インドネシア・シンガポールビジネスフォーラム開催

(インドネシア、シンガポール)

ジャカルタ発

2022年06月21日

在シンガポールのインドネシア大使館とインドネシア商工会議所(KADIN)は6月14日、シンガポールにおいて「インドネシア・シンガポールビジネスフォーラム」を開催した(同大使館ウェブサイト外部サイトへ、新しいウィンドウで開きます)。同フォーラムは、G20議長国としてのインドネシアのプロモーション、および同国への投資誘致を目的としたものだ。フォーラムには両国の政府関係者ら約350人が出席し、エネルギートランジションやデジタルトランスフォーメーションなどに関する議論が行われた。

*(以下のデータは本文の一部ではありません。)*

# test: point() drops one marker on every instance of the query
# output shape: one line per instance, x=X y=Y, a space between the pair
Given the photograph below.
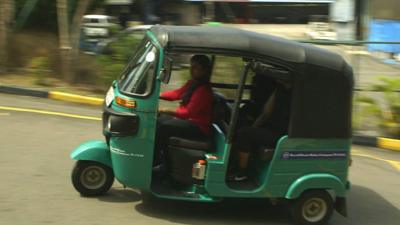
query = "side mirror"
x=166 y=70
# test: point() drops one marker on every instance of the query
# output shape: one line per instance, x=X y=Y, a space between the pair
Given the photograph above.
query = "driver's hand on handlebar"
x=165 y=111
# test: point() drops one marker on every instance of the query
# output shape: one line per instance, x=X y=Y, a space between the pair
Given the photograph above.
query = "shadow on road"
x=230 y=211
x=364 y=206
x=121 y=195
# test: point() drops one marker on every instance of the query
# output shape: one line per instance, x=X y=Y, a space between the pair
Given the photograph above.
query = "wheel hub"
x=314 y=209
x=93 y=177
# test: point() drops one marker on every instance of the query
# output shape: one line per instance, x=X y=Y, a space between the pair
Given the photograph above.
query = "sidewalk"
x=380 y=142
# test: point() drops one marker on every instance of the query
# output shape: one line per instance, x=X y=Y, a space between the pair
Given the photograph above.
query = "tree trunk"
x=75 y=34
x=64 y=39
x=6 y=18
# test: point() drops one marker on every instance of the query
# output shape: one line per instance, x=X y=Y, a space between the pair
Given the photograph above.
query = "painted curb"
x=384 y=143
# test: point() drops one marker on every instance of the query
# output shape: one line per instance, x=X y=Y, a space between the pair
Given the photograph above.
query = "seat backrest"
x=221 y=111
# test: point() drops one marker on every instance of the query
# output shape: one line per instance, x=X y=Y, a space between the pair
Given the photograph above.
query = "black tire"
x=313 y=207
x=92 y=178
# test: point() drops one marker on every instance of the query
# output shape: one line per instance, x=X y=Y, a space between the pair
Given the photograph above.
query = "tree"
x=69 y=35
x=7 y=10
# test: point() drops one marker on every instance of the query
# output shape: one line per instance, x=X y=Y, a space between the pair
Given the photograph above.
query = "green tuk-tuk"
x=308 y=168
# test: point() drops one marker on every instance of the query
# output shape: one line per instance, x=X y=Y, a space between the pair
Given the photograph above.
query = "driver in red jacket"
x=193 y=118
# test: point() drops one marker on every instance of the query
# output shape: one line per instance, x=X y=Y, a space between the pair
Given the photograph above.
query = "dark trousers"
x=170 y=126
x=251 y=138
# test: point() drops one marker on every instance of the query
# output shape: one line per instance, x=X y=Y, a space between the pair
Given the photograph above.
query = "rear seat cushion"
x=203 y=145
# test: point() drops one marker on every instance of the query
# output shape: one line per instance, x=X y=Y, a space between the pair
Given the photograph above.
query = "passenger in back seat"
x=262 y=88
x=271 y=125
x=193 y=118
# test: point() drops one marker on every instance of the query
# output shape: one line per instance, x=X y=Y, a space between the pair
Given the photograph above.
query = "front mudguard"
x=93 y=151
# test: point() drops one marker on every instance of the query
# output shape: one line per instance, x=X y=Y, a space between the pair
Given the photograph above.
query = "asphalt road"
x=35 y=185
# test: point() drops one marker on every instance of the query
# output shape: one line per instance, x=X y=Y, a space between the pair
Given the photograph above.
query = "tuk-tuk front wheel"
x=92 y=178
x=313 y=207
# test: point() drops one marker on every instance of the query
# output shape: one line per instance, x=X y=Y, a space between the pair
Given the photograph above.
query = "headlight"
x=109 y=96
x=109 y=123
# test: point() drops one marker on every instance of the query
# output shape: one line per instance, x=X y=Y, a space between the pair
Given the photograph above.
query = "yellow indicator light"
x=126 y=103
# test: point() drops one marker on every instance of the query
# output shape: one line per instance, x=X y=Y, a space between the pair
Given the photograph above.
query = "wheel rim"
x=93 y=177
x=314 y=209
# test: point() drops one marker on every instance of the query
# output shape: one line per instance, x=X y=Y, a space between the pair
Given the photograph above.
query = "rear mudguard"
x=93 y=151
x=316 y=181
x=320 y=181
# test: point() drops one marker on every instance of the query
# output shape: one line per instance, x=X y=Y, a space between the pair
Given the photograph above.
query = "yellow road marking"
x=388 y=143
x=75 y=98
x=50 y=113
x=395 y=164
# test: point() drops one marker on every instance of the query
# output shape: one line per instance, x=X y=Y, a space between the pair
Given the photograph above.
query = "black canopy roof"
x=247 y=42
x=323 y=81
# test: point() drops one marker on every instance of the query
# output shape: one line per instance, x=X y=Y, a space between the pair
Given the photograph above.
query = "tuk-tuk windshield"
x=138 y=76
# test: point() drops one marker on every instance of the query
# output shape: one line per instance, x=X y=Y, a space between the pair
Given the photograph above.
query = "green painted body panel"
x=93 y=151
x=132 y=156
x=278 y=175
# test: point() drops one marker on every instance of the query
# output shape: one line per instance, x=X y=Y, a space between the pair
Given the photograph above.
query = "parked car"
x=98 y=25
x=136 y=33
x=319 y=28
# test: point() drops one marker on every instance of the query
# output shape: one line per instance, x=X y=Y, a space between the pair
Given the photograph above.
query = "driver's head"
x=200 y=67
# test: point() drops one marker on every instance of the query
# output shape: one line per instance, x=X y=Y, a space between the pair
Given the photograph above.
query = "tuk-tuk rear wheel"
x=313 y=207
x=92 y=178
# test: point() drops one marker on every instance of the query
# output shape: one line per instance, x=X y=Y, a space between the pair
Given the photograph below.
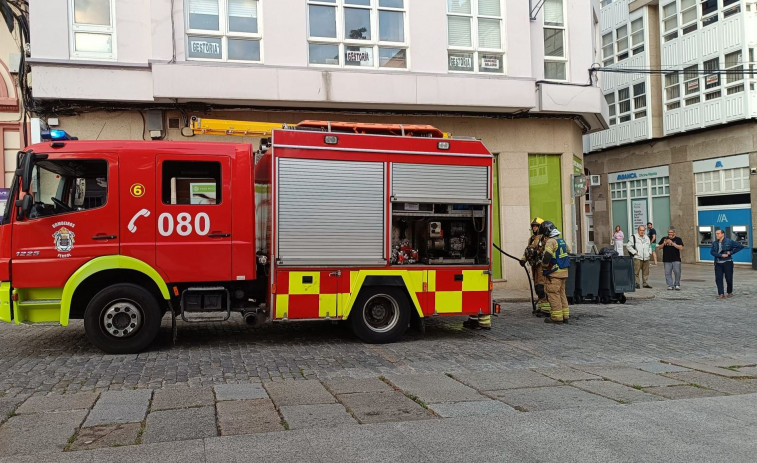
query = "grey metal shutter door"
x=330 y=212
x=417 y=182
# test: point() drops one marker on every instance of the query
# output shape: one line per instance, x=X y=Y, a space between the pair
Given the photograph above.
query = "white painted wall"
x=144 y=30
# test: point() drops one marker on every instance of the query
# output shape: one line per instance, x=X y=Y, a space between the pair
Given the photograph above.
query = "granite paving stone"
x=127 y=406
x=483 y=407
x=306 y=392
x=706 y=367
x=288 y=447
x=58 y=402
x=566 y=374
x=181 y=424
x=247 y=416
x=683 y=392
x=106 y=435
x=661 y=367
x=243 y=391
x=316 y=416
x=164 y=452
x=349 y=385
x=615 y=391
x=7 y=407
x=718 y=383
x=182 y=397
x=435 y=388
x=633 y=376
x=513 y=379
x=380 y=407
x=39 y=432
x=551 y=398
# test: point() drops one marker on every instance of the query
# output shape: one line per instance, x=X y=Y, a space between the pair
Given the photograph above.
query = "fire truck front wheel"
x=122 y=319
x=380 y=314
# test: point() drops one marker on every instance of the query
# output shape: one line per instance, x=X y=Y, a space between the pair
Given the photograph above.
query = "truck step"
x=205 y=304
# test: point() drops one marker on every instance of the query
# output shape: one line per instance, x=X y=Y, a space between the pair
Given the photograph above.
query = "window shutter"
x=488 y=7
x=209 y=7
x=459 y=31
x=243 y=8
x=553 y=13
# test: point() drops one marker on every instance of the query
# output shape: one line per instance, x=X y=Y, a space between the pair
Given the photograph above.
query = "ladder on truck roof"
x=204 y=126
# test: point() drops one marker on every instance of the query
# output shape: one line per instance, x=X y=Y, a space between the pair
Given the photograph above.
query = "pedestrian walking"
x=723 y=250
x=638 y=246
x=671 y=256
x=618 y=239
x=652 y=234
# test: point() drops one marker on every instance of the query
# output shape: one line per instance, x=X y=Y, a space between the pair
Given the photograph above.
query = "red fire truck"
x=376 y=225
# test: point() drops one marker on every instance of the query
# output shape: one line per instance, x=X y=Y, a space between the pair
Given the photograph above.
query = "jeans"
x=670 y=269
x=726 y=268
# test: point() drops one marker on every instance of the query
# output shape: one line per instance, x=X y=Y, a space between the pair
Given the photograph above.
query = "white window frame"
x=557 y=59
x=374 y=42
x=223 y=33
x=75 y=28
x=474 y=49
x=639 y=90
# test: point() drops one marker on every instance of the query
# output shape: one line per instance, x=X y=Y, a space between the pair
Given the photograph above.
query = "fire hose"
x=528 y=275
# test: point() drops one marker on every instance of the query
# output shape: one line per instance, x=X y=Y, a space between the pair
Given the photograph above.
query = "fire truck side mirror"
x=24 y=207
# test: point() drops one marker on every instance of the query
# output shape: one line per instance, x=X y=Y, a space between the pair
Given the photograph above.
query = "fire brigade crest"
x=64 y=239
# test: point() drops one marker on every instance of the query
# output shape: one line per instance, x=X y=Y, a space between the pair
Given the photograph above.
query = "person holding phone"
x=671 y=256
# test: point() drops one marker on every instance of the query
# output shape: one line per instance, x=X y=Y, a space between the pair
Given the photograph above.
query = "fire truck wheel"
x=380 y=314
x=122 y=319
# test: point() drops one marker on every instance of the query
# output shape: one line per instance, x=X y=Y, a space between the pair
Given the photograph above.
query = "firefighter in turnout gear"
x=555 y=264
x=533 y=256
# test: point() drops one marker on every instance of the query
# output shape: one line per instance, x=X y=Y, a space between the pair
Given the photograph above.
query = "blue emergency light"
x=55 y=134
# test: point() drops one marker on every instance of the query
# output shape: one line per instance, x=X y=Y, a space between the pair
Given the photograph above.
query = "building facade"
x=688 y=160
x=512 y=73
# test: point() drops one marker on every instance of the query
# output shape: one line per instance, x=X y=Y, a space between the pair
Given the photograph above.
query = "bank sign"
x=662 y=171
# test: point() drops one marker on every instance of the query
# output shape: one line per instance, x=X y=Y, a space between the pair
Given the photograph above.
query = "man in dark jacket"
x=722 y=250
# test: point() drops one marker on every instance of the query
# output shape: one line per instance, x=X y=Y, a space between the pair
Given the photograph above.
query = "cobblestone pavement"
x=660 y=345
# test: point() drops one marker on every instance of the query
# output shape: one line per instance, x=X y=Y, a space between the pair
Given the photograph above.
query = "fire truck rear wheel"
x=122 y=319
x=380 y=314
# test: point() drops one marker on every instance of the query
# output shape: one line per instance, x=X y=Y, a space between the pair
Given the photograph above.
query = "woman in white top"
x=618 y=238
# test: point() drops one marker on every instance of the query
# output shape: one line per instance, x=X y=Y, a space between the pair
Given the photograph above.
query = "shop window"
x=610 y=98
x=357 y=33
x=637 y=35
x=474 y=36
x=639 y=100
x=619 y=190
x=660 y=186
x=93 y=29
x=621 y=42
x=624 y=104
x=608 y=55
x=223 y=30
x=555 y=56
x=670 y=21
x=191 y=182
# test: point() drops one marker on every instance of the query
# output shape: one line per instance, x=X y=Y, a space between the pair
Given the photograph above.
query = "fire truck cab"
x=376 y=229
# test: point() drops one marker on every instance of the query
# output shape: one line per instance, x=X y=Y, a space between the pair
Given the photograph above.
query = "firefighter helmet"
x=546 y=228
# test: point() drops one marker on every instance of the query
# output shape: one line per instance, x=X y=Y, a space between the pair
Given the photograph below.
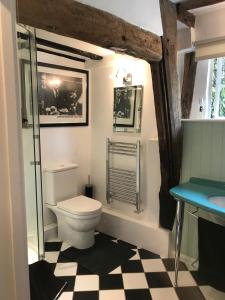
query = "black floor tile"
x=140 y=294
x=128 y=245
x=158 y=280
x=93 y=295
x=53 y=246
x=144 y=254
x=110 y=282
x=169 y=264
x=70 y=280
x=132 y=266
x=189 y=293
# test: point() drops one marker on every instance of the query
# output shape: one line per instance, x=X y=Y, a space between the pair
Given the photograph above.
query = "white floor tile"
x=153 y=265
x=66 y=296
x=134 y=281
x=211 y=293
x=163 y=294
x=86 y=283
x=51 y=257
x=116 y=271
x=184 y=278
x=66 y=269
x=112 y=295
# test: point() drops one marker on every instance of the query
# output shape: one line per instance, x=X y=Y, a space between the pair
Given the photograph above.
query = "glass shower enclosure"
x=31 y=142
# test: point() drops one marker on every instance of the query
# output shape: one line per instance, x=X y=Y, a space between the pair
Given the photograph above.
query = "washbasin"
x=217 y=200
x=206 y=194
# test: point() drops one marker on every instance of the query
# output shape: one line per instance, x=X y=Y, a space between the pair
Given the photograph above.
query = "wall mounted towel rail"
x=123 y=184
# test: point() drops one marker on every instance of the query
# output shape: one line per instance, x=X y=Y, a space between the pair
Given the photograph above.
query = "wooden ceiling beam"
x=193 y=4
x=76 y=20
x=185 y=17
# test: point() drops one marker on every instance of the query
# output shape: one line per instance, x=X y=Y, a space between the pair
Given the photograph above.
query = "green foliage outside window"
x=222 y=89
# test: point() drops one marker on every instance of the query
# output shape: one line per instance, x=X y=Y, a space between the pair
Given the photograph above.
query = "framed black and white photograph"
x=62 y=95
x=124 y=106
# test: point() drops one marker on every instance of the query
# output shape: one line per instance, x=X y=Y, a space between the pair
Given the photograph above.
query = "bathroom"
x=85 y=144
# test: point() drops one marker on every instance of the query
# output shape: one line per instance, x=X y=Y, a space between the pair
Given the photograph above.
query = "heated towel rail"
x=123 y=184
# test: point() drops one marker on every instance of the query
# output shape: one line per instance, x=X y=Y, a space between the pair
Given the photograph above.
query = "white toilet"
x=77 y=216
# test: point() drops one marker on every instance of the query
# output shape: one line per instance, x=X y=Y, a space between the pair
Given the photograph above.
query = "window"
x=216 y=88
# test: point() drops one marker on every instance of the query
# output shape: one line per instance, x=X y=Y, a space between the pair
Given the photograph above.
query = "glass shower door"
x=31 y=142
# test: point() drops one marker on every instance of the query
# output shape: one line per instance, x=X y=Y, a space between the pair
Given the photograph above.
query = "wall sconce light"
x=127 y=80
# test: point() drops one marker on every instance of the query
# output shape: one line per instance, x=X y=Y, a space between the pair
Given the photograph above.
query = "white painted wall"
x=210 y=25
x=200 y=88
x=102 y=127
x=13 y=248
x=143 y=13
x=66 y=144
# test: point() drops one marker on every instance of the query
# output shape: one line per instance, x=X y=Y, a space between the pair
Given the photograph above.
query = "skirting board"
x=143 y=235
x=50 y=232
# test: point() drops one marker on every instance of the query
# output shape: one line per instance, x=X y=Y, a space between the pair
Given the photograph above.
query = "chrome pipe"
x=138 y=161
x=122 y=153
x=179 y=228
x=107 y=172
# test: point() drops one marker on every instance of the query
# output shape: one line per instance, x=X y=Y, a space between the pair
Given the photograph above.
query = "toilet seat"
x=81 y=206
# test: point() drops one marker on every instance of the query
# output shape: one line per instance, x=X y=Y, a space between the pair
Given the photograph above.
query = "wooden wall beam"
x=76 y=20
x=190 y=67
x=185 y=17
x=193 y=4
x=168 y=113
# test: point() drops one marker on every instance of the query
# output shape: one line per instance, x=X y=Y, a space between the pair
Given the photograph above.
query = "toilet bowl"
x=77 y=219
x=77 y=216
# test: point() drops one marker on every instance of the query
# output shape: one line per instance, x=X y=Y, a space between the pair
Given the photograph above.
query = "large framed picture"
x=62 y=95
x=126 y=102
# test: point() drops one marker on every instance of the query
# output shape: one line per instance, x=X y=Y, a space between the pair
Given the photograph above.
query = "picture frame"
x=63 y=96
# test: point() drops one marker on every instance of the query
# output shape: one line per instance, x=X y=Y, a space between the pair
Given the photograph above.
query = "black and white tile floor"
x=145 y=276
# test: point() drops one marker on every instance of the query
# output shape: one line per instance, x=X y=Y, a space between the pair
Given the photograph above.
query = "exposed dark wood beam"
x=190 y=67
x=168 y=113
x=73 y=50
x=185 y=17
x=76 y=20
x=193 y=4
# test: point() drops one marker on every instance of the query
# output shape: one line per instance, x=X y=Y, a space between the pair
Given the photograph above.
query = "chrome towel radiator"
x=123 y=184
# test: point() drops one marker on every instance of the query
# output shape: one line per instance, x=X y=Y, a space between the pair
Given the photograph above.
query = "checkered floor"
x=145 y=276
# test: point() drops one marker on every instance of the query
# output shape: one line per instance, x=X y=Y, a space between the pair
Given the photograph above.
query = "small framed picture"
x=62 y=95
x=125 y=106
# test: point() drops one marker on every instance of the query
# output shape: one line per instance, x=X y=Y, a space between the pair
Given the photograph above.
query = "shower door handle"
x=35 y=163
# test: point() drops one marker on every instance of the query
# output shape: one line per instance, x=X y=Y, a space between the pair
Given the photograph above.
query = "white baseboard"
x=143 y=235
x=50 y=231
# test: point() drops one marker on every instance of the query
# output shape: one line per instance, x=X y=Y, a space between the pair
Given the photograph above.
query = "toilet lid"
x=81 y=205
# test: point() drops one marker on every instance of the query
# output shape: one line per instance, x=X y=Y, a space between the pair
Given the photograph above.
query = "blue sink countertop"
x=197 y=191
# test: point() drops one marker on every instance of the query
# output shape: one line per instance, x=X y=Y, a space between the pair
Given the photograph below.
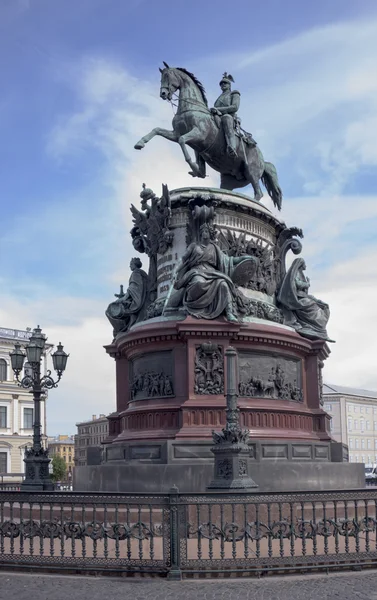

インドネシアのアイルランガ・ハルタルト経済担当調整相は、各国がエネルギー資源の安定確保に奔走する状況においても、「クリーンエネルギーへの、公正かつ安価な移行が重要だ」と指摘した。また、火力発電を中心とする5.5ギガワット(GW)の同国の現在の発電能力を、段階的に再生可能エネルギーに転換していくと述べ、「シンガポールと地熱、水力、風力、太陽光発電などの共同開発を検討している」とした(「ストレーツ・タイムズ」6月14日)。

シンガポールの政府系投資会社テマセクのワイ・ホン・フォック取締役は、デジタル分野においてインフラ、ロジスティックなどで改善がみられる一方、デジタルリテラシー(注)や人材不足が引き続きの課題だ、と指摘した。インドネシアの大手EC(電子商取引)プラットフォーム「Blibli」のクスモ・マルタント最高経営責任者(CEO)は、包括的なデジタル社会を実現するため、「インドネシア政府や中央銀行などと連携しながら、中小企業に対しデジタル分野でのノウハウを提供している」と述べた。

新首都は持続可能な都市に

インドネシア政府は、新首都ヌサンタラの開発を2022年から始め、2045年には完了するとしている(2022年2月28日記事参照)。シンガポール現地メディア「チャンネル・ニュース・アジア(CNA)」は、同フォーラムに合わせて、ヌサンタラ首都公社(Nusantara Capital City Authority)技術変革・イノベーション調整担当会長のムハンマド・アリ・ベラウィ氏に対しインタビューを行った。同氏は、新首都を『森林都市、スポンジ都市、スマート都市』として持続可能な包括的な都市に発展させる」とコメントした。スポンジ都市とは、雨水を吸収・保持し、洪水を軽減する都市建設モデルで、同氏は「新首都の75%は森林や緑地となる予定だ」とする。また、公共交通システムとして自律走行車が採用される見通しだ(「CNA」6月14日)。

(注)最新のデジタル機器などを活用できる能力を指す。